After April 8, Microsoft will no longer release updates or patches for it, meaning the 30 percent of computers worldwide that still run it will no longer be secure.
Microsoft's decision to stop supporting Windows XP has left many users with questions. "We were concerned that as soon as we encounter a problem, we would no longer be able to access our email and look at pictures of our grandkids, things like that," said computer customer Steve Eder.
Chris Langendoerfer at Capital City Computer Service said although the operating system will still be fully functional, users will still be less secure because Microsoft will stop offering security updates.
"As long as your computer has its current anti-virus software, that software will continue to update.
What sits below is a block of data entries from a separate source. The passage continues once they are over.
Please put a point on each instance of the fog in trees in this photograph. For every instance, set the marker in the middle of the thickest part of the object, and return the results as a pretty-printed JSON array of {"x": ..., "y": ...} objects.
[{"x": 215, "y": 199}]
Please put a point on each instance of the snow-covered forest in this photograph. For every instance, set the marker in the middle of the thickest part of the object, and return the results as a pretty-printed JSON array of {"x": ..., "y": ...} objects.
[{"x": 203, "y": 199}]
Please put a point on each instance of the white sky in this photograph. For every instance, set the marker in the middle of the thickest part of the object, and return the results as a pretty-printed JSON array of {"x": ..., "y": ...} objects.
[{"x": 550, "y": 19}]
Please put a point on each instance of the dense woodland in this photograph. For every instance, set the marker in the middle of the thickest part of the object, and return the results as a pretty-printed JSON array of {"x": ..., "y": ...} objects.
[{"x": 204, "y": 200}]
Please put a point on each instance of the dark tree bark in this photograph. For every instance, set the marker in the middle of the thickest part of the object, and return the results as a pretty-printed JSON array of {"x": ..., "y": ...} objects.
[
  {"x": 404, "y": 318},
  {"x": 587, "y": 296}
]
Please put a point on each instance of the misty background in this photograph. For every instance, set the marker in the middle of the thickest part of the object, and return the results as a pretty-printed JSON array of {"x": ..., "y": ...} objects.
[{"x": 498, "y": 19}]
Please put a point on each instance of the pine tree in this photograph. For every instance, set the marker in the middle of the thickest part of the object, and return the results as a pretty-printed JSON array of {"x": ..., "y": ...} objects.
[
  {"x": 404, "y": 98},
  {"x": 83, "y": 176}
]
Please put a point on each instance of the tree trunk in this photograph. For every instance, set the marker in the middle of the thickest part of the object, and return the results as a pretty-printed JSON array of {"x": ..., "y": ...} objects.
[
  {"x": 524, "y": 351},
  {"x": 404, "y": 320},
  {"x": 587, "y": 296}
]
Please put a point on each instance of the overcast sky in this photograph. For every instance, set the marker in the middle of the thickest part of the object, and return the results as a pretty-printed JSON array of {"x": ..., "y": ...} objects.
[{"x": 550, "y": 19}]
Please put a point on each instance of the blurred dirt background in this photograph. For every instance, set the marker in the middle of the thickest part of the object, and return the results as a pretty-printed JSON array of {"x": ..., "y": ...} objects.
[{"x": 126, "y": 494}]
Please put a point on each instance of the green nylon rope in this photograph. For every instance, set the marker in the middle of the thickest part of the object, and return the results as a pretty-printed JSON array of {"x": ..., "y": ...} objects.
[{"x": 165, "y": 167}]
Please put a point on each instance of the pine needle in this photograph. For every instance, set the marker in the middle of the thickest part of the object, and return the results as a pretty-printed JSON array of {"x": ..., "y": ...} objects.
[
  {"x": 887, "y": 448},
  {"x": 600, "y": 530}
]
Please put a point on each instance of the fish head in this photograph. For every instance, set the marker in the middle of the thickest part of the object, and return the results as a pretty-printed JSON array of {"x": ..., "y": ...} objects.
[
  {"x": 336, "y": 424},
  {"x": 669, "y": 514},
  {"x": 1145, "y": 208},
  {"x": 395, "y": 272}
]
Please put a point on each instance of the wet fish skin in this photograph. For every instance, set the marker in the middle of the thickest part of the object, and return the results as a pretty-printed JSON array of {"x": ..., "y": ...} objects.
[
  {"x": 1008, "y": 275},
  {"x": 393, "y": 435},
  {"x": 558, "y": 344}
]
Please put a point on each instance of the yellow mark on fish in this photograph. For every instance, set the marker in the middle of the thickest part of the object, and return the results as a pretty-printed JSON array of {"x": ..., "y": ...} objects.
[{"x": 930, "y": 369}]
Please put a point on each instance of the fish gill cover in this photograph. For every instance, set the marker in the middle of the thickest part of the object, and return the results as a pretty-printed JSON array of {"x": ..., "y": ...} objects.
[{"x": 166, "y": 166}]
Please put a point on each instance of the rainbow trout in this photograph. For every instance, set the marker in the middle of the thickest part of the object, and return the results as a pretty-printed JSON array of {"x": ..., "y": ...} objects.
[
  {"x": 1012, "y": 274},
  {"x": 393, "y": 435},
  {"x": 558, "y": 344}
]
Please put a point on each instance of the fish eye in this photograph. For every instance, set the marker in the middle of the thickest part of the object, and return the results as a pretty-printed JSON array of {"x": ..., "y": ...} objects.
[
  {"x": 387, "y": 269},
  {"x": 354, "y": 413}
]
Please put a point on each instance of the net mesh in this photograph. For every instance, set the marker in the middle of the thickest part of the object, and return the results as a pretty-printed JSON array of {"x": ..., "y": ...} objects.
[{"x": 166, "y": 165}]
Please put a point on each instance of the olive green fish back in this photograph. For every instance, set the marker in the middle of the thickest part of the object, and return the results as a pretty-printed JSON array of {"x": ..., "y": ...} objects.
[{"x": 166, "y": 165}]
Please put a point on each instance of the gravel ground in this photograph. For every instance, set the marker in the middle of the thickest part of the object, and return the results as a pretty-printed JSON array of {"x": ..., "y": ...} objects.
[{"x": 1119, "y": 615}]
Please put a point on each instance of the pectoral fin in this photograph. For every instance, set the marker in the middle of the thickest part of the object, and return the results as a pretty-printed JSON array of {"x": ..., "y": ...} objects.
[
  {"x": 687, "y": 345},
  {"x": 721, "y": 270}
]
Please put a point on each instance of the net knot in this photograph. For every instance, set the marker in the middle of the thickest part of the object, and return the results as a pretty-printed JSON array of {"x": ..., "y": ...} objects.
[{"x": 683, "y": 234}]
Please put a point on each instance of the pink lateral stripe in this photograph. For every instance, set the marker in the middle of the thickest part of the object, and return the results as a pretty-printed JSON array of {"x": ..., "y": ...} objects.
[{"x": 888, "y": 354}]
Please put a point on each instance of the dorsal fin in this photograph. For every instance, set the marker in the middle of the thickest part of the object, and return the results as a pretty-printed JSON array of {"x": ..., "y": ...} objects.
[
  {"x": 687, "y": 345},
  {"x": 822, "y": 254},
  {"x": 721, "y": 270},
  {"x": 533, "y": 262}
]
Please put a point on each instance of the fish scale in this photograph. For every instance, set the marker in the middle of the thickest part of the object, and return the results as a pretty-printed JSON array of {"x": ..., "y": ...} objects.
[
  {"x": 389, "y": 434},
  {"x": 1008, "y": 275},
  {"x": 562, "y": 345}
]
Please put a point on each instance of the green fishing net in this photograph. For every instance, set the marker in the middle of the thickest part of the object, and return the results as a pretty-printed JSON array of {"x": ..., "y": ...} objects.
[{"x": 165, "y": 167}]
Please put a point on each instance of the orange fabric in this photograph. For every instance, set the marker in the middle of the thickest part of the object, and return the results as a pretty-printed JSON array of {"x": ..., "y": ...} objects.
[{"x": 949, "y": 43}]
So, you will still have some protection but it won't all be there," Langendoerfer said.
Software will no longer be made to be compatible with Windows XP, meaning as time goes on fewer and fewer applications will be compatible with the operating system.
Marcus Files at Nate's Computer Repair in Columbia said over the course of several months, the functionality of Windows XP will slowly evaporate.
"What they'll see is a slow, steady decrease in program compatibility, and the ability to browse the web effectively," Files said.
Files also said businesses running proprietary software designed just for their computer systems may also experience problems as well.
"Overall, I can say it's definitely in the person's best interest to go ahead and move into a new operating system," Files said.
Files said he recommends upgrading to a newer operating system or purchasing a new system as soon as possible.